You can use an Impala query option to control query routing. You can also set a parameter to restrict queries from running in parallel under certain circumstances.

With WAAS, Impala internally uses the REQUEST_POOL query option to control which executor group set is used for the query. WAAS is sophisticated, but if a query is being sent to the wrong pool, you can use the REQUEST_POOL query option to override the executor group set to be used.

Request pool query option

You can override Impala using the REQUEST_POOL query option to select a particular executor group set if you want. For example, high query latency might indicate the query is not being routed to the correct pool. You might get better performance from a larger pool than the REQUEST_POOL. Your large queries can be targeted at a specific pool using a request pool.

The following example overrides Impala using the REQUEST_POOL query option to route large queries to group-set-large:

set request_pool="group-set-large"

Parallelism query option

Workload Aware Auto-Scaling includes the capability in the Impala planner to reduce query parallelism under certain conditions.
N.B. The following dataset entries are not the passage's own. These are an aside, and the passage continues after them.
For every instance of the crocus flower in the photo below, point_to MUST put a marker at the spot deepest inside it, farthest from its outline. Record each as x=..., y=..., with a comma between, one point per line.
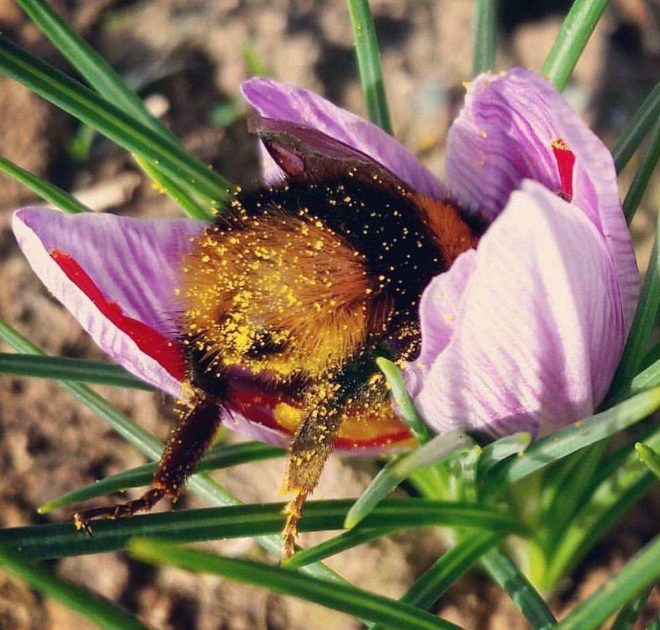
x=522, y=333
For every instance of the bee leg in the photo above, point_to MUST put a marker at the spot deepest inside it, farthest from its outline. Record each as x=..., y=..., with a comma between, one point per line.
x=185, y=447
x=308, y=453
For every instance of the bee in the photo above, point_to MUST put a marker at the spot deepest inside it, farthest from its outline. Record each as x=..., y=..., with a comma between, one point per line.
x=293, y=292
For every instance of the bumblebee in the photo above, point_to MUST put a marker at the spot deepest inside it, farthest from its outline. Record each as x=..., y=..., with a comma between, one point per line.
x=297, y=289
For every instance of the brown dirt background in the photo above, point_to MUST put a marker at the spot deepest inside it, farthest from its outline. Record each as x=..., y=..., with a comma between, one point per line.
x=187, y=58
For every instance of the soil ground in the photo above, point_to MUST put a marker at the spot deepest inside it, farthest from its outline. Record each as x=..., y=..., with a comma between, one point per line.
x=187, y=58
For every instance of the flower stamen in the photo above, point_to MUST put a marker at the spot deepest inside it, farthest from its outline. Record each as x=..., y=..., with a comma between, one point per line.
x=565, y=159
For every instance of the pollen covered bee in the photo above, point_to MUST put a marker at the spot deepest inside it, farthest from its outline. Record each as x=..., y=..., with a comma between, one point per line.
x=293, y=293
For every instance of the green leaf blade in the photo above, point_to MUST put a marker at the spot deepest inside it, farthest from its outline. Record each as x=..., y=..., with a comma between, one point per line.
x=340, y=597
x=91, y=606
x=368, y=56
x=572, y=39
x=484, y=36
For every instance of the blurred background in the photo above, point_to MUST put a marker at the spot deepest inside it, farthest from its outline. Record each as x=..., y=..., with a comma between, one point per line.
x=187, y=59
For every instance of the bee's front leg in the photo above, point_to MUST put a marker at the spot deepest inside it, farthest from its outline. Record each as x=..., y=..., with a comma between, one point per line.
x=185, y=447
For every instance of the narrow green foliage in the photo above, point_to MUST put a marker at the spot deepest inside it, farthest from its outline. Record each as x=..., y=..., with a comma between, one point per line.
x=404, y=404
x=96, y=70
x=447, y=569
x=571, y=41
x=618, y=486
x=572, y=438
x=631, y=612
x=484, y=36
x=46, y=190
x=218, y=457
x=646, y=320
x=111, y=121
x=333, y=546
x=650, y=457
x=340, y=597
x=636, y=576
x=97, y=610
x=642, y=176
x=67, y=369
x=176, y=192
x=500, y=567
x=240, y=521
x=108, y=84
x=637, y=129
x=368, y=56
x=399, y=469
x=203, y=486
x=502, y=449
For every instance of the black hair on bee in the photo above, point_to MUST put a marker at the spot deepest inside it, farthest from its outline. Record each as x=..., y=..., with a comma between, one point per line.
x=302, y=286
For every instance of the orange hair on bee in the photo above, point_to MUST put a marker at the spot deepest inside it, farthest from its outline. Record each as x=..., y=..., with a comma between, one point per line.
x=448, y=229
x=278, y=292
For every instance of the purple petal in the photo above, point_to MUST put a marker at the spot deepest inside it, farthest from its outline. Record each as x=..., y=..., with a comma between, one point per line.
x=298, y=106
x=117, y=276
x=505, y=134
x=538, y=331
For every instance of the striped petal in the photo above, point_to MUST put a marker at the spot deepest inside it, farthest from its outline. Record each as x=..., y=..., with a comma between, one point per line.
x=117, y=276
x=537, y=332
x=514, y=126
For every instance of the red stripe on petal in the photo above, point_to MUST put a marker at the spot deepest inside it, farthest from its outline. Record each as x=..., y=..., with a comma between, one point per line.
x=565, y=159
x=163, y=350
The MT_DOP multi-threaded planning for queries in Cloudera Data Warehouse was previously static in nature. A query would use 12 threads per node and aggressively use all cores. In some cases, using all cores is unnecessary. A new feature can reduce query parallelism to more effectively use resources. Sophisticated planner functionality makes passes over the plan to determine how many cores are optimal for the query. Intelligence is gathered about fragments, how much work is involved in each fragment, and blocking operations in the plan.
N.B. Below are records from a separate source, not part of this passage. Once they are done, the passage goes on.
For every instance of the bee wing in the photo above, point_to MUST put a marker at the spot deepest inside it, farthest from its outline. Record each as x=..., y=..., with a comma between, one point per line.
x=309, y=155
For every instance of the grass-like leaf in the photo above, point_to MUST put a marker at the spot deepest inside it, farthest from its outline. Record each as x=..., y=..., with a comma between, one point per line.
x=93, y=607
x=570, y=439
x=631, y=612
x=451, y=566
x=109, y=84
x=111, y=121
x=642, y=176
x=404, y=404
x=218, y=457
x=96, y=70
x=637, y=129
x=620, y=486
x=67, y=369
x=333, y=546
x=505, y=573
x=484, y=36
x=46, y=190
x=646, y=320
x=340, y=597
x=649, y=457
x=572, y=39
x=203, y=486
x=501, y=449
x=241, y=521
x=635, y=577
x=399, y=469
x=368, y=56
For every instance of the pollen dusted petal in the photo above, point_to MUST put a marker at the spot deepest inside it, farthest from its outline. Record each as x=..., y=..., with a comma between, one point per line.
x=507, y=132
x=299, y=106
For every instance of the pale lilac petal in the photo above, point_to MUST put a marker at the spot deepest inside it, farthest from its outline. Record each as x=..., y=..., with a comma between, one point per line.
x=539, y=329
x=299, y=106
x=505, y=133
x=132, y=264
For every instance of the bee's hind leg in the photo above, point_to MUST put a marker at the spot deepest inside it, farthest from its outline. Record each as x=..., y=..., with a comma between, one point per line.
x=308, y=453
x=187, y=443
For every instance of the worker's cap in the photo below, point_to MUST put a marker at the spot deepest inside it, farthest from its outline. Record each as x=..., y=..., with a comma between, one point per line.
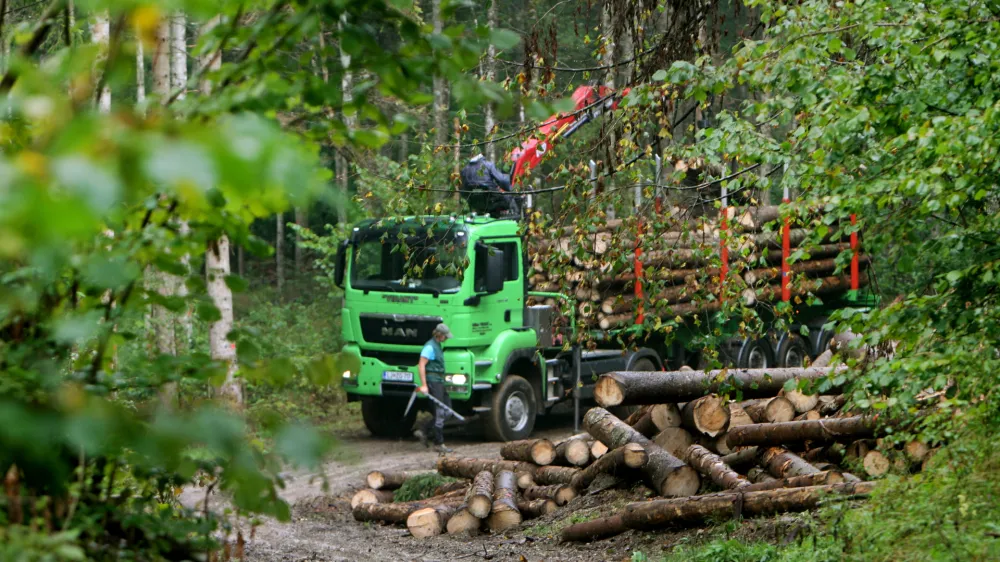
x=443, y=330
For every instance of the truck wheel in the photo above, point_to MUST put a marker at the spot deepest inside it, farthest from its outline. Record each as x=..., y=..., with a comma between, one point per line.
x=512, y=414
x=755, y=354
x=644, y=364
x=384, y=417
x=793, y=351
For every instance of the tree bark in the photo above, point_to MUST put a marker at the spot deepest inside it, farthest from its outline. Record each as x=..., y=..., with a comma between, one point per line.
x=632, y=387
x=574, y=451
x=100, y=33
x=711, y=465
x=378, y=480
x=814, y=479
x=628, y=457
x=399, y=512
x=559, y=493
x=668, y=474
x=480, y=498
x=538, y=451
x=679, y=511
x=469, y=468
x=548, y=475
x=536, y=508
x=430, y=521
x=782, y=463
x=674, y=440
x=769, y=410
x=504, y=513
x=824, y=430
x=368, y=495
x=708, y=415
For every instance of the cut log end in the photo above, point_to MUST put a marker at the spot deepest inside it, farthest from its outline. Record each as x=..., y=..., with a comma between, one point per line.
x=608, y=392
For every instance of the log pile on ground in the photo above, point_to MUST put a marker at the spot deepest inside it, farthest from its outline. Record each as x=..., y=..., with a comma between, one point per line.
x=704, y=455
x=680, y=264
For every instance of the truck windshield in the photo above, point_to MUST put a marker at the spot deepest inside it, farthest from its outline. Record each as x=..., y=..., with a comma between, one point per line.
x=415, y=261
Traversing fragments of the query plan tree, the planner propagates estimates of the max core count. Many details are gathered to determine the optimal parallelism for a pool. If parallelism is greater than the threshold (admission-controller.pool-max-query-cpu-core-per-node-limit), traverse to the next larger pool. The information is analyzed and the planner restricts parallelism for fragments that require few threads. Costs are reduced.

To enable this feature, you restrict parallelism by setting the COMPUTE_PROCESSING_COST=1 query option.